O próprio nadador já revelou que não gosta de treinar, mas é determinado e sabe da importância de cada parte do trabalho. Durante três anos, Cielo intercalou períodos de atividades em Auburn e São Paulo. Nos Estados Unidos, teve que seguir a rigorosa cartilha que o impedia de namorar e sair à noite para beber, por exemplo. E conseguiu com a ajuda de frases motivacionais colhidas em livros ou mesmo enviadas por fãs. Em 2008, os tempos almejados ganharam a companhia dos pequenos textos nas paredes de suas casas em Santa Bárbara D’Oeste, em São Paulo ou em Auburn (EUA). “Vai treinar”, “Faça uma prova perfeita”, “Não se preocupe com os outros” estavam espalhados pelos cômodos.

 

As frases e biografias que Cielo gosta de ler o ajudaram na maior crise de sua carreira. O nadador foi flagrado em exame antidoping no Troféu Maria Lenk, em maio deste ano. No dia 1º de julho, ele teve o caso divulgado e aguardou por 21 dias o desfecho final: a CAS (Corte Arbitral do Esporte) acatou a decisão da CBDA (Confederação Brasileira de Desportos Aquáticos) de advertir o brasileiro. Quatro dias após a sentença, o barbarense conquistou o ouro nos 50 m borboleta no Mundial de Xangai – ele ainda foi bicampeão nos 50 m livre. “Ele é diferenciado. Depois de tudo o que aconteceu, do que ele passou... não vejo ninguém indo como ele foi no Mundial. Ele se desgastou, perdeu sete quilos, mas acreditava tanto naquilo, estava tão bem”, analisou Albertinho. “Se você tem cabeça e não talento, você faz, mas não é o cara. Ter talento e não cabeça, talvez você nem chegue a lugar nenhum. Prefiro atletas com menos talento e mais garra. Mas o Cesar alia as duas coisas. Por isso chegou onde está”, completou o técnico.

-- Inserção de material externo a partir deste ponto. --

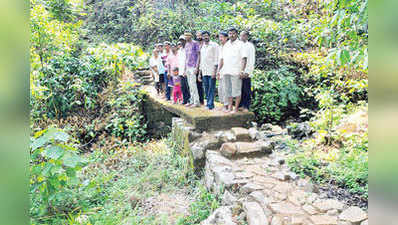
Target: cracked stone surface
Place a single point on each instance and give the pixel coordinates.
(260, 188)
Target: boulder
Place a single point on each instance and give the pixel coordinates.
(222, 215)
(324, 220)
(255, 214)
(241, 134)
(328, 204)
(300, 130)
(354, 215)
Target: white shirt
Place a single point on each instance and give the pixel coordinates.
(220, 48)
(251, 57)
(232, 54)
(208, 58)
(181, 60)
(158, 63)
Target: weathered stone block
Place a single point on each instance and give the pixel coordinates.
(354, 215)
(241, 134)
(255, 214)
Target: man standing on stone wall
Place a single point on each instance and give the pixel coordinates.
(208, 67)
(192, 50)
(199, 76)
(246, 76)
(181, 66)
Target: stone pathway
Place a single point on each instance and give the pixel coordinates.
(257, 186)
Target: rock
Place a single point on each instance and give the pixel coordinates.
(328, 204)
(193, 135)
(209, 142)
(353, 214)
(241, 134)
(254, 134)
(255, 214)
(293, 176)
(266, 126)
(344, 223)
(250, 187)
(310, 209)
(307, 185)
(300, 130)
(222, 215)
(297, 197)
(198, 151)
(259, 197)
(276, 221)
(228, 198)
(281, 176)
(254, 147)
(298, 220)
(323, 220)
(286, 208)
(280, 160)
(226, 136)
(333, 212)
(228, 149)
(133, 200)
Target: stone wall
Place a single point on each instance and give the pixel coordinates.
(247, 169)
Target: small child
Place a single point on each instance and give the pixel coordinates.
(177, 94)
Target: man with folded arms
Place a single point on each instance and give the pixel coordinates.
(246, 76)
(233, 63)
(192, 50)
(208, 67)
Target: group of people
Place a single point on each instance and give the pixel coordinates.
(187, 71)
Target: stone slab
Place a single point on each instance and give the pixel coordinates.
(201, 118)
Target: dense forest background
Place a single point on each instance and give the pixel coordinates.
(311, 65)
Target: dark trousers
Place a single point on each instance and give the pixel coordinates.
(199, 84)
(209, 84)
(246, 93)
(185, 90)
(168, 89)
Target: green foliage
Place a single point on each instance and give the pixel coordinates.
(339, 152)
(53, 168)
(276, 92)
(126, 120)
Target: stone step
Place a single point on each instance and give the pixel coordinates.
(236, 149)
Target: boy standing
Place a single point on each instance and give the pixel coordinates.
(155, 63)
(181, 68)
(233, 62)
(192, 50)
(177, 94)
(223, 37)
(208, 67)
(246, 76)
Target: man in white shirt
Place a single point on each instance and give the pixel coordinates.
(233, 63)
(208, 67)
(223, 37)
(246, 76)
(181, 68)
(155, 63)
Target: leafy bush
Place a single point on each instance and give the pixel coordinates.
(53, 168)
(276, 94)
(125, 118)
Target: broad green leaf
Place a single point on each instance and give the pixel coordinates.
(71, 160)
(54, 152)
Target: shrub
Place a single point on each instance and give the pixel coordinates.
(276, 94)
(53, 167)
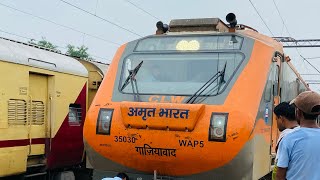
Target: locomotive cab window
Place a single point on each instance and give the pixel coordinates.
(179, 74)
(74, 115)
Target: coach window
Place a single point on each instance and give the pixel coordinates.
(74, 115)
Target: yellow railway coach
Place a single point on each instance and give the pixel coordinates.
(44, 97)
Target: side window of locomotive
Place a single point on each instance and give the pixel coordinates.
(276, 81)
(289, 85)
(75, 115)
(268, 88)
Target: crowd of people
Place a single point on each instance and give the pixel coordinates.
(298, 146)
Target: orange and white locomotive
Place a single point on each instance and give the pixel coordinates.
(194, 101)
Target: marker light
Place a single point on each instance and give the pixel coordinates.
(104, 121)
(218, 127)
(184, 45)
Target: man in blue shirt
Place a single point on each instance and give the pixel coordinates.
(299, 151)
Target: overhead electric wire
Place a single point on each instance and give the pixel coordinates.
(142, 9)
(287, 29)
(44, 19)
(41, 46)
(101, 18)
(261, 17)
(281, 17)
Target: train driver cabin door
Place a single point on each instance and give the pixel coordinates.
(37, 110)
(276, 100)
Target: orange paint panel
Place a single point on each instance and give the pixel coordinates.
(162, 116)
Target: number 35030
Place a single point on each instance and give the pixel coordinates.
(125, 139)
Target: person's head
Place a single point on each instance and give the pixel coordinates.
(285, 113)
(155, 69)
(307, 105)
(123, 176)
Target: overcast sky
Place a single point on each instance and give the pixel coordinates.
(300, 18)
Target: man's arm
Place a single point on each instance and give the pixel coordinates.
(281, 173)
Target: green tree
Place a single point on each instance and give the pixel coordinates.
(44, 43)
(80, 52)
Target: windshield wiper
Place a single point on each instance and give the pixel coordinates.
(131, 79)
(206, 85)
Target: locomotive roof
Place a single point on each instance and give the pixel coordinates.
(22, 53)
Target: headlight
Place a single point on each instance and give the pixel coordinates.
(104, 121)
(218, 127)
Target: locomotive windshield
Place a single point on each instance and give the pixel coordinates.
(177, 73)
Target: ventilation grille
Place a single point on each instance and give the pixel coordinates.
(17, 112)
(37, 112)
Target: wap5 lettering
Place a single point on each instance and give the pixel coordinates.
(191, 143)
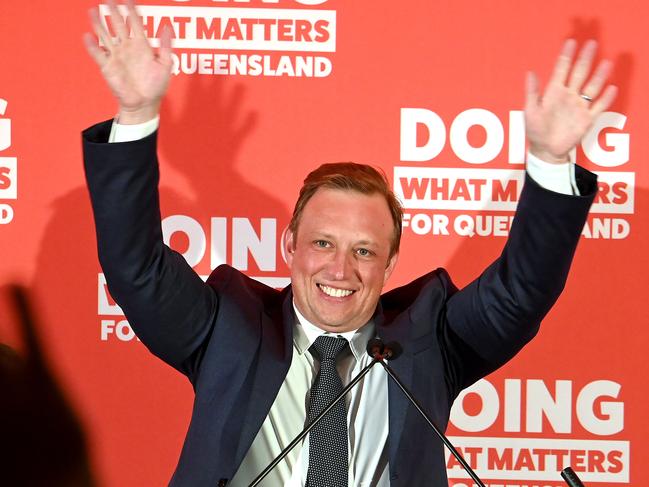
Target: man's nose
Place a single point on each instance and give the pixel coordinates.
(341, 265)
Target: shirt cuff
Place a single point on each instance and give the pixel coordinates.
(129, 133)
(559, 178)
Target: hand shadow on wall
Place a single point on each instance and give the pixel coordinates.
(122, 392)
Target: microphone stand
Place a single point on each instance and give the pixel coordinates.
(379, 353)
(389, 352)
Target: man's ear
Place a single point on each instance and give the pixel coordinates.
(392, 263)
(289, 246)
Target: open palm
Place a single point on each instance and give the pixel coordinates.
(135, 73)
(558, 120)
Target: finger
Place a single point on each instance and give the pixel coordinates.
(582, 66)
(604, 101)
(164, 53)
(117, 21)
(99, 29)
(531, 90)
(134, 20)
(96, 52)
(562, 67)
(596, 83)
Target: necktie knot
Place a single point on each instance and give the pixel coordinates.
(328, 347)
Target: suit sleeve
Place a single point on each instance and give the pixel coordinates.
(501, 310)
(166, 302)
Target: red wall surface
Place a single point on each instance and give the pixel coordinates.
(413, 87)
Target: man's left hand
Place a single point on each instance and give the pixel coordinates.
(558, 120)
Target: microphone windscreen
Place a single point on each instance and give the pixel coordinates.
(392, 350)
(375, 348)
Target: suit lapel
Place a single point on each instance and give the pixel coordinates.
(269, 370)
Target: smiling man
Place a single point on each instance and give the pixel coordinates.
(264, 362)
(349, 227)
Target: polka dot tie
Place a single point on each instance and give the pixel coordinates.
(328, 456)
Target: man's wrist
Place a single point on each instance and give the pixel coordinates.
(137, 116)
(129, 132)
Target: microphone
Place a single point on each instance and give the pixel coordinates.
(571, 478)
(393, 349)
(375, 348)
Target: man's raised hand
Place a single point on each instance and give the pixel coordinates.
(135, 73)
(559, 119)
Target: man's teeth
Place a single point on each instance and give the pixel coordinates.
(334, 292)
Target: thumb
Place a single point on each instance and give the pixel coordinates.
(164, 53)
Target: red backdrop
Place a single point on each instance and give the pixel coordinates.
(282, 86)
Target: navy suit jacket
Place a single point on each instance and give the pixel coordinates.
(232, 337)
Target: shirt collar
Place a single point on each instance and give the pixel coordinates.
(305, 333)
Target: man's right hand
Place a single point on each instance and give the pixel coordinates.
(137, 76)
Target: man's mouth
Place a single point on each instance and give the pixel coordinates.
(335, 292)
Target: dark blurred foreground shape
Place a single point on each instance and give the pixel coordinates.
(42, 442)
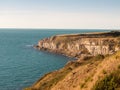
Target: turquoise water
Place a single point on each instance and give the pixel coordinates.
(20, 64)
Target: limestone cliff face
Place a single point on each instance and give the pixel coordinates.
(82, 44)
(82, 74)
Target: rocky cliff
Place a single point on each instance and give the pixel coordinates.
(100, 71)
(77, 45)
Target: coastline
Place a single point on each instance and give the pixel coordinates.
(106, 44)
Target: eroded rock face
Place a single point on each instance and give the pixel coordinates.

Cesar Cielo é campeão pan-americano, olímpico e bi mundial nos 50 m livre. Ele também tem o bronze olímpico nos 100 m livre e o ouro no Mundial de Roma-2009 na mesma distância. Em 2010, ele unificou os títulos em piscina longa (50 m) e curta (25 m) nas duas provas e também é dono dos recordes mundiais dos 50 m (20s91) e dos 100 m livre (46s91). E quer mais.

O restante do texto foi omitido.